World Browser War II
Google
SHARE

A lot has changed since the 1990s when the search engine of choice was AltaVista, when Internet connections ran through a phone line, and when Netscape battled Internet Explorer for browsing supremacy. Now Google, apparently nostalgic for the days of Presidential impeachment and O.J. Simpson, has reignited the wars with the roll out of its new application, a browser named Chrome.

Google made the beta version of Chrome available for download this morning, after previously releasing this [somewhat broken] online comic to explain what makes it different from all other browsers. Chrome features a very stripped down interface with no top bar for the “File,” “Edit” etc. menus. The program looks sleek, but flatter than the famed Mac aesthetic. Under the hood, Chrome takes a page from operating systems by compartmentalizing the activities going on in different browsing tabs. Similar to the way Windows or Mac OS runs different programs at once, Chrome runs Java or Flash or whatever other system discretely, allowing users to close a single tab that has crashed rather than having to restart the entire browser. Like Firefox and Mozilla, Chrome is open source, so users will be able to develop add-ons and improve the stability of the program. Additionally, the URL bar is also the search bar, and when something is typed into the box, Chrome gives both likely Google search and URL results. And of course, Chrome has an “incognito” mode (a.k.a. porn viewing mode) where the browser doesn’t record any history of the sites visited or the passwords entered.

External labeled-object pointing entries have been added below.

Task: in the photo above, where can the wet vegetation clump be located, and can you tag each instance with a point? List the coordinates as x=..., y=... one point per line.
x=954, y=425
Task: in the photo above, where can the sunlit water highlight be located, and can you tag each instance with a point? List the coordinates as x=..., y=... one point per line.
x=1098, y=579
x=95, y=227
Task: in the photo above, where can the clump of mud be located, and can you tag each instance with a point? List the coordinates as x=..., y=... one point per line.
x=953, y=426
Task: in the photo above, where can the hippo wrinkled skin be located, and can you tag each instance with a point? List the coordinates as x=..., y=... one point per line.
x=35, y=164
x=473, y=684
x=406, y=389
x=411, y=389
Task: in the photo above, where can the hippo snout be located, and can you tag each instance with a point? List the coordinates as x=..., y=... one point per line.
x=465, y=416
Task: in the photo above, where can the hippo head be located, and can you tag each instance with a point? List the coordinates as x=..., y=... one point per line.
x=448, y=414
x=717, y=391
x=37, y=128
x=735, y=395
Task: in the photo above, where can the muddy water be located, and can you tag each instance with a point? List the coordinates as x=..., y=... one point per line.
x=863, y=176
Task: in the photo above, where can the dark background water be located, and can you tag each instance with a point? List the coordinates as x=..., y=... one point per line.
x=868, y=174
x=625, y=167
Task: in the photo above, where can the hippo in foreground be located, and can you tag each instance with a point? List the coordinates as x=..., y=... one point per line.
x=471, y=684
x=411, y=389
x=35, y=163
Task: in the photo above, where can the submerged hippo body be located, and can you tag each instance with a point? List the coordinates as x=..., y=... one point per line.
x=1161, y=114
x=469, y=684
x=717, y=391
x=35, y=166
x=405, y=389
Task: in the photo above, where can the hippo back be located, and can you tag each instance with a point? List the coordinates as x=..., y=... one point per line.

Chrome’s focus on media integration and operating system like construction has surely grabbed the attention of the current leader in browser sales, Microsoft. Microsoft and Google have been on a collision course for some time now. First Microsoft failed to buy Yahoo in its bid to get into the Internet search game, now Google has attacked Microsoft where it lives. Internet Explorer has long been an important tent pole for Microsoft, and it was the bundling of Internet Explorer with Windows that lead to the anti-trust suit against Microsoft. Apple might not be safe either, as the rumors about Android, the Google-related mobile device set to compete with the iPhone, begin to heat up yet again. With a new operating system and a new phone, Google seems positioned to step into the ring as a computing heavyweight like never before. But with a near-monopoly on Internet search and the possibility of a Google phone running a Google browser for people to use Google search with, Google is looking less like a nimble Web 2.0 company a more like the Apples and Microsofts it hoped to replace. Meet Chrome, same as the old boss.